Bahçeler, Kapının hemen ardında yeri geniş tutulmuş silolardan sonra gelir. Dıştan içe doğru baktığımızda ulaşması kolay yerdedir. Köşkünüzden çıktığınızda kapı komşunuz olur. Çalışma alanından çıkmış birinin rahatlaması için birkaç dakika burada yürümesi yeterlidir. Daha ne istiyorsunuz? Uzayda karanlıkta kalmaktan sizi kurtaran, geçmiş zaman insanları ömürlerini bunun için tüketmedi mi? Minnet duymak daha iyi. Sevmek daha iyi. Sevdirmek daha iyi. Yaşattığınız “Cennet Bahçeleri” olarak geçiyor. “WalHalla” adı boşuna değil. Karınca yuvaları bile var. Üstelik hiçbirini ezemiyorsunuz. Gerçek bal arıları var. Bal peteklerinden aldığınız lezzet gerçek! WalHalla’hda tembellik yok! Çalışkanların yeri. Bahçeler, hak edenlere ait…

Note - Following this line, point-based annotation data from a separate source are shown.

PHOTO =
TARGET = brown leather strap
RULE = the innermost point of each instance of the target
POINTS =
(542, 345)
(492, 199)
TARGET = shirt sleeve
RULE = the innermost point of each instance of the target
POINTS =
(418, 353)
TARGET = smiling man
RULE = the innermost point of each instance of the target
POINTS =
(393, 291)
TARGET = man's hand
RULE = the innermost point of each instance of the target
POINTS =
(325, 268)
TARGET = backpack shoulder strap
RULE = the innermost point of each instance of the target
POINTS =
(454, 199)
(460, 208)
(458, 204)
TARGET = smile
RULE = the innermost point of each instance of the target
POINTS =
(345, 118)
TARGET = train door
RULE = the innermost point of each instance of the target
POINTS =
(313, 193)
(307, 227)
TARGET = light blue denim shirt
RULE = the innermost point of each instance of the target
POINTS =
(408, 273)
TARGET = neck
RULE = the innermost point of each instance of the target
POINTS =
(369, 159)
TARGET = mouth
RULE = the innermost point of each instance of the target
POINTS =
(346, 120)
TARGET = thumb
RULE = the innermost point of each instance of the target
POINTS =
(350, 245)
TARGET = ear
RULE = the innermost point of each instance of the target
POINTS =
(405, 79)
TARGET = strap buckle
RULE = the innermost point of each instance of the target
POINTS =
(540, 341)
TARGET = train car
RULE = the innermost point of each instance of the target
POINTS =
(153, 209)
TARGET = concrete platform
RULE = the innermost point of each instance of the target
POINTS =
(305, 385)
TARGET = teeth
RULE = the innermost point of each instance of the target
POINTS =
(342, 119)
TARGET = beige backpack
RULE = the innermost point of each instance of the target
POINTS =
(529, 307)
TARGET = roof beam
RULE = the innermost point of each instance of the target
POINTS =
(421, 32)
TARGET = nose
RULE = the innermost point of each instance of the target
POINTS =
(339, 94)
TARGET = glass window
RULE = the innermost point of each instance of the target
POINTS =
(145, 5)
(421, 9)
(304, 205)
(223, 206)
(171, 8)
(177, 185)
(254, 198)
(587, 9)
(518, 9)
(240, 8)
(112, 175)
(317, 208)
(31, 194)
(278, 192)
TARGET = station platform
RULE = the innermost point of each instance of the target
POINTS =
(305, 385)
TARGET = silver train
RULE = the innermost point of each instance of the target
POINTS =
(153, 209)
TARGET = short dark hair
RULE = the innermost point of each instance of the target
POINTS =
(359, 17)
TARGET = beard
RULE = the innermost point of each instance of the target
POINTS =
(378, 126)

WalHalla içine ilk girişlerinden sonra öngençlerin ilk gittikleri yer burası. WalTin’de anlatılan, görüntüsünü izledikleri bu bahçelere özlem duymaları tuhaf karşılanmamalı. İlk gün onlar, serbest bırakılır. Bahçelerde saatlerce dolaşırlar. Oniki dilimli yüzeyin bütünleştiği alt kademe burasıdır. Tüm bahçeler birleşir. Arada sınır bırakılmaz. Bahçelerde karışırlar. İnsanlığın ortak malıdır. Tüm KonFed öngençleri, kardeşliğin tadını burada çıkarır. Şakalaşırlar. Kimi dereye girer, suyla oynar. Kimi ağaca çıkar, zevk için. Kimi evcil görünen hayvanlarla oynar. Toprağa hasret olanlar, çamura bulanırlar. Dilendiği an kartopu ile oynama şansı tanınır, bahçenin bir köşesinde. Bu bahçelerde dört mevsim yaşatılır. Kutup bölgelerine doğru yüründükçe hava soğutulur, kar yağdırılır. İklime uygun yüzey örtüsü bulundurulur. Mesela öyle bir zeytin ağacı (Hurma cinsi) vardır ki… Dallarından kopardığınız zeytini yiyebilirsiniz. Ağaçlar, ortama uygun şekli ile canlanır. Devasa boyutlara ulaşıp, meyvesini saklamaz. Dalları aşağı dönüktür. Hatta kimi ağaçların kökleri yukarıda! Ah görebilseydiniz… Anlardınız.